Kepergian Menteri Cang membuat Mayang lebih Waspada mengamati gerak-gerik Liong Ki dan Liong Bi, juga Hek Tok Siansu yang tinggal di kamar Liong Ki. Akan tetapi mereka bertiga itu tidak memperlihatkan sikap mencurigakan sehingga hatinya merasa lega. Iapun memesan kepada Cang Hui dan Cin Nio untuk berhati-hati menjaga diri.






Mayang belum berani menceritakan kepada Cang Hui akan pernyataan Cang Sun kepadanya. Apalagi Cin Nio. Ia bahkan merasa kasihan sekali kepada Cin Nio. Cang Hui pernah bercerita kepadanya betapa Cin Nio mencinta Cang Sun dan mengharapkan menjadi jodoh Cang Sun seperti yang diharapkan orang tua pemuda itu, namun Cang Sun tidak membalas cintanya.

Cinta Cang Sun tadinya hanya pada Cia Kui Hong, namun kemudian berpindah kepadanya karena Kui Hong tidak membalas perasaannya itu. Cin Nio adalah seorang gadis yang baik dan Mayang merasa kasihan, tidak sampai hati untuk menceritakan tentang Cang Sun.

Malam itu adalah malam keempat semenjak Menteri Cang meninggalkan istananya. Cang Hui dan Cin Nio mengundang Mayang untuk makan malam di kamar mereka. Dua orang gadis bangsawan ini memang tidur sekamar, sebuah kamar besar dengan dua buah tempat tidur mereka. Makan malam di hidangkan di kamar itu oleh para pelayan yang dipimpin oleh Pek Lan, seorang pelayan kepercayaan Cang Hui.
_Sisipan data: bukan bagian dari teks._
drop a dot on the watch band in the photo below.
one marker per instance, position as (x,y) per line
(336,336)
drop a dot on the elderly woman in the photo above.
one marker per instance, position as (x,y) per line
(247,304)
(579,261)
Tiga orang gadis itu makan minum dengan gembira di dalam kamar itu, dilayani oleh Pek Lan yang menuangkan anggur dalam cawan mereka. Karena beberapa malam mereka kurang tidur, mereka merasa letih dan kini mereka menghibur diri dengan minum anggur yang keras namun lembut.

Setelah makan dan minum beberapa cawan anggur, pipi mereka menjadi kemerahan dan sikap merekapun lebih lincah.

“Mayang, mari kau terima pemberian selamat dariku dengan secawan anggur!” kata Cang Hui sambil memberi isyarat kepada Pek Lan yang dengan sigap sudah mengisi, kembali cawan mereka dengan anggur dari sebuah guci arak.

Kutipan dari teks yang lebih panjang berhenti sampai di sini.